USACE / instrumentation

Instrumentation project issue tracking and project planning
MIT License
5 stars 1 forks source link

timeseries_measurement Index and Primary key improvement #99

Closed MikeNeilson closed 3 years ago

MikeNeilson commented 3 years ago

I was just looking at the timeseries_measurement table and you can drastically simplify the primary key and unique index.

The surrogate get on the the table is basically pointless and just servers to use additional space. I'd recommend the following structure with a composite primary key.

CREATE table timeseries_measurement(
  timeseries_id uuid references timeseries(id),
  time timestamp with time zone,
  value real
  PRIMARY KEY( timeseries_id,time)
);

You very much want the key in that order, you'll almost invariably be looking up time series data by ID followed by a time range. That puts the appropriate indexes on the table so that that works as fast as possible.

MikeNeilson commented 3 years ago

@brettpalmberg

I'm willing to put the work in to make the change, but I'm a little lost into how your system structures upgrades to the DDL. So far as I can tell (and it's possible I'm just missing something) it just rebuilds the database and there's nothing structure for in-places upgrades.

brettpalmberg commented 3 years ago

Agreed. This is a good change @MikeNeilson - it would change the table definition from (currently):

CREATE TABLE IF NOT EXISTS public.timeseries_measurement (
    id UUID PRIMARY KEY NOT NULL DEFAULT uuid_generate_v4(),
    time TIMESTAMPTZ NOT NULL,
    value REAL NOT NULL,
    timeseries_id UUID NOT NULL REFERENCES timeseries (id) ON DELETE CASCADE,
    CONSTRAINT timeseries_unique_time UNIQUE(timeseries_id,time)
);

To what is described in the original post:

CREATE table timeseries_measurement(
  timeseries_id uuid references timeseries(id),
  time timestamp with time zone,
  value real
  PRIMARY KEY( timeseries_id,time)
);

I'm willing to put the work in to make the change, but I'm a little lost into how your system structures upgrades to the DDL. So far as I can tell (and it's possible I'm just missing something) it just rebuilds the database and there's nothing structure for in-places upgrades.

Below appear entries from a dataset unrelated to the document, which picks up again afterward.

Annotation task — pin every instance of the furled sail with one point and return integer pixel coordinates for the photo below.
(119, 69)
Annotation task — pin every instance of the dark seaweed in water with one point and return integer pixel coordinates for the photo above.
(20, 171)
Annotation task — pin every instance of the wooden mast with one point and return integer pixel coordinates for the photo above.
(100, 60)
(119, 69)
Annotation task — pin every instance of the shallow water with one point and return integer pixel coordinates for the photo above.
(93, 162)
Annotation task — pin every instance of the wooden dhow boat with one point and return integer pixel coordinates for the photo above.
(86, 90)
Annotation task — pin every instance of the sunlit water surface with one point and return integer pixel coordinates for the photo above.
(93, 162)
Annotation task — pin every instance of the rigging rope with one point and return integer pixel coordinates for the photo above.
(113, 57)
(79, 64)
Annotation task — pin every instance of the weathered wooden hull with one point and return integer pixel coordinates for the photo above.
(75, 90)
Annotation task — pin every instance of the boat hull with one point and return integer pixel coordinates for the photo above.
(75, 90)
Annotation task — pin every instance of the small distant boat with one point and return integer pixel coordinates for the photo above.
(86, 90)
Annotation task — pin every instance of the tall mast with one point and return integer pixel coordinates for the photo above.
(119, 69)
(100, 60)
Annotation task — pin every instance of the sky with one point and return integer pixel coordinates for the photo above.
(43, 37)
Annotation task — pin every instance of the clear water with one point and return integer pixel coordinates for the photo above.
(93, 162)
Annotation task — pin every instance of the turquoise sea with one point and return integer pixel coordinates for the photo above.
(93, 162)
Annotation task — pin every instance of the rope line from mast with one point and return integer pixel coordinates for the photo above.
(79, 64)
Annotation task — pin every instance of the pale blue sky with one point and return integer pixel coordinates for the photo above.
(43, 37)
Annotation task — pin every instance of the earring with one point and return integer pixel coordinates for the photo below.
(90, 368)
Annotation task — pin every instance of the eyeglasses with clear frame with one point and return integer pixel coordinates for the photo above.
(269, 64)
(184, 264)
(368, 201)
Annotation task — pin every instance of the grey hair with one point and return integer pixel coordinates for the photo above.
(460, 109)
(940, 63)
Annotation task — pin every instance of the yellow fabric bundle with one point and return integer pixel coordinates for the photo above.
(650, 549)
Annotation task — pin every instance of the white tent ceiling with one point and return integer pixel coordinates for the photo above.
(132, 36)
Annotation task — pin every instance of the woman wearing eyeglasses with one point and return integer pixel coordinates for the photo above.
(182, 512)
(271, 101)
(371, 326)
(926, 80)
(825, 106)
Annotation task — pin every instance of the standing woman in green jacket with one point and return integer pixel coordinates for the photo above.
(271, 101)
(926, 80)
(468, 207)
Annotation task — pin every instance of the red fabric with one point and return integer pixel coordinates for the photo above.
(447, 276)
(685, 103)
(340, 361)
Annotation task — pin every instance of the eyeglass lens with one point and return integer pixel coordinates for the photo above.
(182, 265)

Would gladly welcome the PR. To date, we have been writing small migration files to address changes in databases. Files prefixed with migration_ here are not intended to be run as a set, they try to address the incremental change we needed for a PR/feature.

MikeNeilson commented 3 years ago

well, that folder is a little obvious in hindsight. But alas such is the challenge with any legacy code, getting your head around it before moving forward.

Anyways, thanks. I'm still stuck working on other things at the moment but I'll submit something later on in the week.

brettpalmberg commented 3 years ago

No worries! That sounds great - thanks @MikeNeilson ! You may have seen this already, but there are integration/regression tests for the API endpoints written using postman in this folder.

If you're using the Postman client, you can import the tests and environment file to run the tests interactively.

This script in the repository can also be used to run the tests headless using Postman's command-line counterpart newman

KevinJJackson commented 3 years ago

@brettpalmberg - Just an fyi, I believe the change made here, having the primary key as a composite key of id and time, causes an issue where we can no longer update the measurement time.

From the UI perspective, trying to update the time causes a new row to be added with the new time. the old time persists as it's own row, most likely because you can't update part of a primary key.

I've informed @dliang864 of this issue as well.

MikeNeilson commented 3 years ago

It shouldn't. However I wasn't able to fully test the change with the API before the concept got merged it.

That all said, all of the appropriate constraints are in place (at least in the code I can see in the repo). Are you sure your environment is setup in the correct timezone? e.g. the "new row" isn't offset by something. Insert a new value in the exact same time SHOULD throw a unique constraint error.

KevinJJackson commented 3 years ago

I'm not sure timezone really matters, it's more of a design principle thing right? There is a check in the API code whether that's Go/SQL, I'm not sure, that says "update or create" based on the measurement data passed to the function. If there is a different time value to the one that currently exists (because I am trying to update it) there will be no matching composite key, so it would decide it needs to create a new key to match that new time, this creates the new row leaving the old one untouched.

MikeNeilson commented 3 years ago

The Time zone can, it may not, we need to see the output of select showing the duplicate row.

But even with or without the surrogate key you shouldn't be able to add two rows for the time (timeseries_id,time) as that is the key that defines what the table will hold.

The more likely situtation, if the timezone settings aren't causing an offset, is that the time itself isn't getting specified sufficient and they are, to the computer two different times. The resolution of postgres timestamp with timezone being 1 microsecond it's possible the first entry didn't correctly zero things out in the passed in timestamp.

I think we'll need @brettpalmberg or someone to do a select on the timeseries_id (making sure that psql instances it using UTC) within the datarange you've used to to properly compare the values.

brettpalmberg commented 3 years ago

Thanks guys - @KevinJJackson - let's connect on this later today with a screen share.